Here’s an excerpt from the point of the SEALs landing:

Minutes after hitting the ground, Mark and the other team members began streaming out the side doors of helo one. Mud sucked at their boots as they ran alongside a ten-foot-high wall that enclosed the animal pen. A three-man demolition unit hustled ahead to the pen’s closed metal gate, reached into bags containing explosives, and placed C-4 charges on the hinges. After a loud bang, the door fell open. The nine other SEALs rushed forward, ending up in an alleylike driveway with their backs to the house’s main entrance. They moved down the alley, silenced rifles pressed against their shoulders. Mark hung toward the rear as he established radio communications with the other team. At the end of the driveway, the Americans blew through yet another locked gate and stepped into a courtyard facing the guesthouse, where Abu Ahmed al-Kuwaiti, bin Laden’s courier, lived with his wife and four children.

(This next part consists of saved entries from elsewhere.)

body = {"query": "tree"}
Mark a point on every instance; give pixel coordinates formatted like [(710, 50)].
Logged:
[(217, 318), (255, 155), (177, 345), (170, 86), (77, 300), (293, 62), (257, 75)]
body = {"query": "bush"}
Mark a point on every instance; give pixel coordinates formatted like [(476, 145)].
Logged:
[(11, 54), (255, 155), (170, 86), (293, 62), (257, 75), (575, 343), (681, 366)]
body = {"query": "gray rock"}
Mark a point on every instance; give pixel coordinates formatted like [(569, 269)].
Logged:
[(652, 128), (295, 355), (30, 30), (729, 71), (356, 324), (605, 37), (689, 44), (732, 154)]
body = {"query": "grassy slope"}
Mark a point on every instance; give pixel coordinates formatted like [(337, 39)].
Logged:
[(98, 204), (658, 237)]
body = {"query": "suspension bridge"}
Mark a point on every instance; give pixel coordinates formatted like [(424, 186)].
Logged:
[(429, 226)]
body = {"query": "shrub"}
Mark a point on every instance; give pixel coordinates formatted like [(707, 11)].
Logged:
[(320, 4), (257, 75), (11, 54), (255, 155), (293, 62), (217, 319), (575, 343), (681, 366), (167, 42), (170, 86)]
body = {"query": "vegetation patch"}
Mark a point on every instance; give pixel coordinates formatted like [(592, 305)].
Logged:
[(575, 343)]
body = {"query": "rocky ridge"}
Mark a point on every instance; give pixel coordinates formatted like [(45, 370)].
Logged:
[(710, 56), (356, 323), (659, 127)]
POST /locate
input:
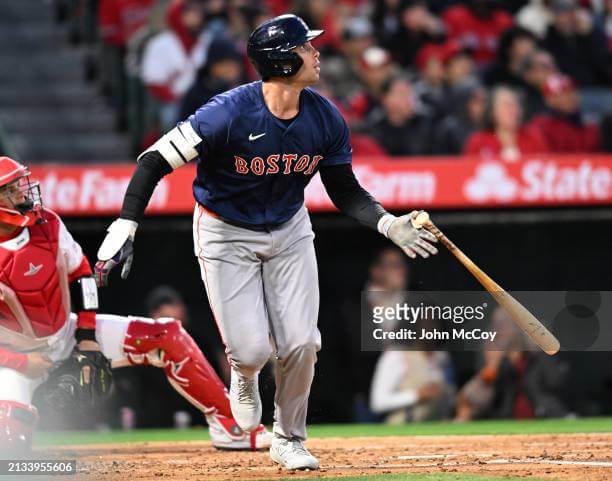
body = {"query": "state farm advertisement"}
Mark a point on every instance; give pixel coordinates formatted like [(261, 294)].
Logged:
[(406, 183)]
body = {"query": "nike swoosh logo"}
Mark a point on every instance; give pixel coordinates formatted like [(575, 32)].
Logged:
[(255, 137), (33, 270)]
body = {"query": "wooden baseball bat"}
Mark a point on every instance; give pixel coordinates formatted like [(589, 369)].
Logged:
[(525, 319)]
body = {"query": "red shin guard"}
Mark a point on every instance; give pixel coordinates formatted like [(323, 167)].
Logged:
[(165, 344)]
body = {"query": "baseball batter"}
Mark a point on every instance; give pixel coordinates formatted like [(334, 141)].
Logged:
[(256, 148), (42, 272)]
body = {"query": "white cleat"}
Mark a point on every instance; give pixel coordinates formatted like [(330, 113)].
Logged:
[(245, 401), (225, 434), (291, 454)]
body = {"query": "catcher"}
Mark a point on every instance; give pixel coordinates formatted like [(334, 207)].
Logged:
[(42, 273)]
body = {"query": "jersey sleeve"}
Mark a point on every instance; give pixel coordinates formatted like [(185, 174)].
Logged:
[(13, 360), (70, 249), (78, 267), (211, 123), (339, 149)]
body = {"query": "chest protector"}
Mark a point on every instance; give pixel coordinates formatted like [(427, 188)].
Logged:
[(34, 294)]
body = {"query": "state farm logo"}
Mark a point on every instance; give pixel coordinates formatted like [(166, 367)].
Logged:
[(541, 182), (92, 190), (491, 182)]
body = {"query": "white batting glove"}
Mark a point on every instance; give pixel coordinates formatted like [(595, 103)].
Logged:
[(116, 249), (413, 241)]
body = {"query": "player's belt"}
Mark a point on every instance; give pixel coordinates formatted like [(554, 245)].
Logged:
[(253, 227)]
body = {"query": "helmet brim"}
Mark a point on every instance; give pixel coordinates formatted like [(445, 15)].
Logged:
[(312, 34)]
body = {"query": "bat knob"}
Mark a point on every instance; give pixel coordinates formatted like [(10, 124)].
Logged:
[(420, 219)]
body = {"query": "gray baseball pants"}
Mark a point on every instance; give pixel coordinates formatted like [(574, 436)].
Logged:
[(263, 290)]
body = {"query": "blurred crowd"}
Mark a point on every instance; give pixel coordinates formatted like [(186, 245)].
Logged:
[(515, 381), (496, 79), (394, 385)]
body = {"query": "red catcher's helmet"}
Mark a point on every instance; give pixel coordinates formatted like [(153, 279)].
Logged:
[(20, 202)]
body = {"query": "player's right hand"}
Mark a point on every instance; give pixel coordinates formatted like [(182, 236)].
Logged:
[(116, 249), (413, 241), (38, 365)]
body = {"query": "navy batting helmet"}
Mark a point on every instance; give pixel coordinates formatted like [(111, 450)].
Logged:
[(270, 45)]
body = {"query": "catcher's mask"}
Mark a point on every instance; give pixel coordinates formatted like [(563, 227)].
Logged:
[(20, 201)]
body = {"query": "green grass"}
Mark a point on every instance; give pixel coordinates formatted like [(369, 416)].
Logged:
[(414, 477), (546, 426)]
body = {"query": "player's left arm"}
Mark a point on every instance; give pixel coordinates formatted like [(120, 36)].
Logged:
[(353, 200)]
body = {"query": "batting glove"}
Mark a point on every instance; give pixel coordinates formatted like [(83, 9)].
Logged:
[(412, 240), (116, 249)]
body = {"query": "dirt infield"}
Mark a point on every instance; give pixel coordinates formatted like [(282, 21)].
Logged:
[(579, 457)]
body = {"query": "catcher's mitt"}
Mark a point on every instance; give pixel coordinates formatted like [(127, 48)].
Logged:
[(78, 383)]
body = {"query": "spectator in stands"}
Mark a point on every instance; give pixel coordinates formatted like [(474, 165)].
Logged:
[(223, 70), (430, 87), (374, 68), (536, 68), (562, 124), (513, 381), (398, 126), (388, 276), (478, 26), (385, 17), (604, 23), (118, 21), (322, 14), (172, 58), (580, 51), (504, 137), (460, 69), (417, 27), (536, 17), (341, 72), (452, 133), (515, 46)]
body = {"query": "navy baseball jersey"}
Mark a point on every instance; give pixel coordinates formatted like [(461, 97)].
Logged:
[(253, 167)]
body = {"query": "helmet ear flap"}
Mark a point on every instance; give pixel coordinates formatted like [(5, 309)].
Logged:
[(284, 64)]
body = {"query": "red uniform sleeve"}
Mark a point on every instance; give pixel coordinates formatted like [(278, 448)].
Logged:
[(13, 360)]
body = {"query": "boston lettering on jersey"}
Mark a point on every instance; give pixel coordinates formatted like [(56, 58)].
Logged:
[(253, 167), (289, 164)]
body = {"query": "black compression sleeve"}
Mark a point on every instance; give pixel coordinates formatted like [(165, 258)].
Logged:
[(150, 170), (348, 196)]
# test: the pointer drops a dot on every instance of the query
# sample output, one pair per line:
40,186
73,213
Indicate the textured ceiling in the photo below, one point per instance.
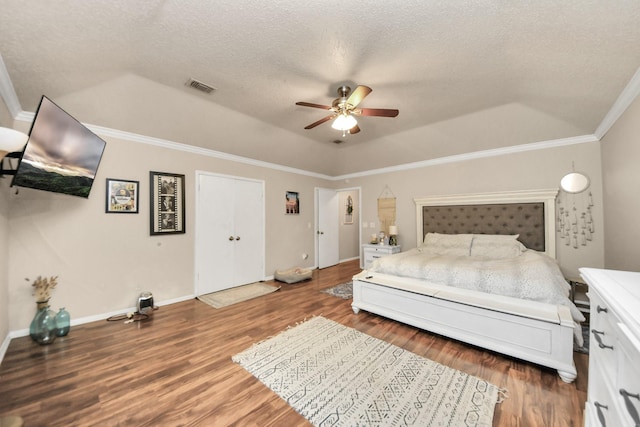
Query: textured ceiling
465,75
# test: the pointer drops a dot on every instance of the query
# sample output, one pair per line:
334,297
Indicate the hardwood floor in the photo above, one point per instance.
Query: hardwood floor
175,369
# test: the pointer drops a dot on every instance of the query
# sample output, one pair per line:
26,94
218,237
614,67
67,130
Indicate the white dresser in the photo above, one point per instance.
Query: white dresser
613,397
371,252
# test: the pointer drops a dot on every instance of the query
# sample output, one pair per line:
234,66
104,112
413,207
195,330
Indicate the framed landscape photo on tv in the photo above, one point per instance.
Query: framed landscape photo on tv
167,203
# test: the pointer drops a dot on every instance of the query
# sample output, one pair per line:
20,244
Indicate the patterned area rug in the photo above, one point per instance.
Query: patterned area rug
343,290
337,376
235,295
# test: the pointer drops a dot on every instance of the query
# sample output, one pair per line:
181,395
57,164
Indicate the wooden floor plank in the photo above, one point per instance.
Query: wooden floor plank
176,369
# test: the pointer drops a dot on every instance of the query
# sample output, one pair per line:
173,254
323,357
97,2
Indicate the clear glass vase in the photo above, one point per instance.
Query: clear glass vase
43,326
63,322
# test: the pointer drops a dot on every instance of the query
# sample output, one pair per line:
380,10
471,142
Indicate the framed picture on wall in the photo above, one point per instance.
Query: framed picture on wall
292,202
122,196
348,215
167,203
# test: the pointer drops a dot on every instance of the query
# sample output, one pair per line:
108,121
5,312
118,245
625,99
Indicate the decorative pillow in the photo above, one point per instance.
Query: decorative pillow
449,244
495,237
496,247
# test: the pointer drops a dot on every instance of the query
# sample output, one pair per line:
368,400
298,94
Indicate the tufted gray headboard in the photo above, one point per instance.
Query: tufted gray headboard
525,219
529,213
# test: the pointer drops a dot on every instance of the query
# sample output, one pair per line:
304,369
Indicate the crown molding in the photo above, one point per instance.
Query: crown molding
628,95
158,142
543,145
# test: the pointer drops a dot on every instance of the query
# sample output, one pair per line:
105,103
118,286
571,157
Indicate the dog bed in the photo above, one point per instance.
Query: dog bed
293,275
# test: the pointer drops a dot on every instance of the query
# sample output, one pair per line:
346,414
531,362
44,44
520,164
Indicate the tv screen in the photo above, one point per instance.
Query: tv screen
61,155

Three SEALs in front broke off to clear the guesthouse as the remaining nine blasted through another gate and entered an inner courtyard, which faced the main house. When the smaller unit rounded the corner to face the doors of the guesthouse, they spotted Kuwaiti running inside to warn his wife and children. The Americans’ night-vision goggles cast the scene in pixellated shades of emerald green. Kuwaiti, wearing a white shalwar kameez, had grabbed a weapon and was coming back outside when the SEALs opened fire and killed him.